Still trying to post daily but I hit a stumbling block. Been a little down the past couple of days or so. Fortunately, I received inspiration from a comment left today on this blog. Words are powerful. It DOES help to know you aren’t alone.
On with the post…
During a previous visit (about 12 days ago), my doctor told me that my June 7th surgery to remove one or two of my fibroids required general anesthesia. Yep, I admit that I freaked out a bit after that news. Really thought it could be done locally. Noted the name of the procedure and decided I would eventually conduct an Internet search. Started to come to terms with the whole “being knocked out” thing and then, my June 1st pre-op appointment rolled around. In my constant quest for knowledge, I did that Internet search and visited the site RIGHT before the doctor’s appointment. Wanted to do so in case I had any questions.
Just a little note here about searching. My upcoming surgery involves D&C and hysteroscopic myomectomy. I did get information by just searching those terms but I got my best lead by hearing my doctor say he needed to schedule a Versapoint procedure.
Searched for “versapoint surgery” and BINGO, I found the exact site I needed. Versapoint is the name of the equipment so the site explains the features and benefits of the surgical tools. There’s also a labeling page that lists when the equipment should be used (indications), when it shouldn’t (contraindications), adverse events, and warnings/precautions. The site is filled with pictures. Since I love gadgets and gizmos, everything was cool.
Talked to my doctor. Did the “objective reporter” thing and asked the questions I had written. Jotted down the answers.

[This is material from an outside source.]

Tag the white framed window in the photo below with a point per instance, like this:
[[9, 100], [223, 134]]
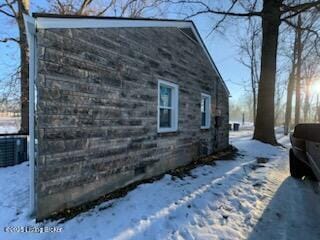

Everything was still cool.
Eventually realized that I’M THE ONE HAVING THIS PROCEDURE. All of those really neat surgical tools are going into ME. As much as I would like to be Spock (all logical and rational), this was still happening to ME. I actually started crying. Not “boo-hoo” crying just silent tears that my brain could not control. I pulled it together but still felt out of it for a couple of days.
Now, you understand why that blog comment I mentioned earlier was so important. Words are powerful indeed.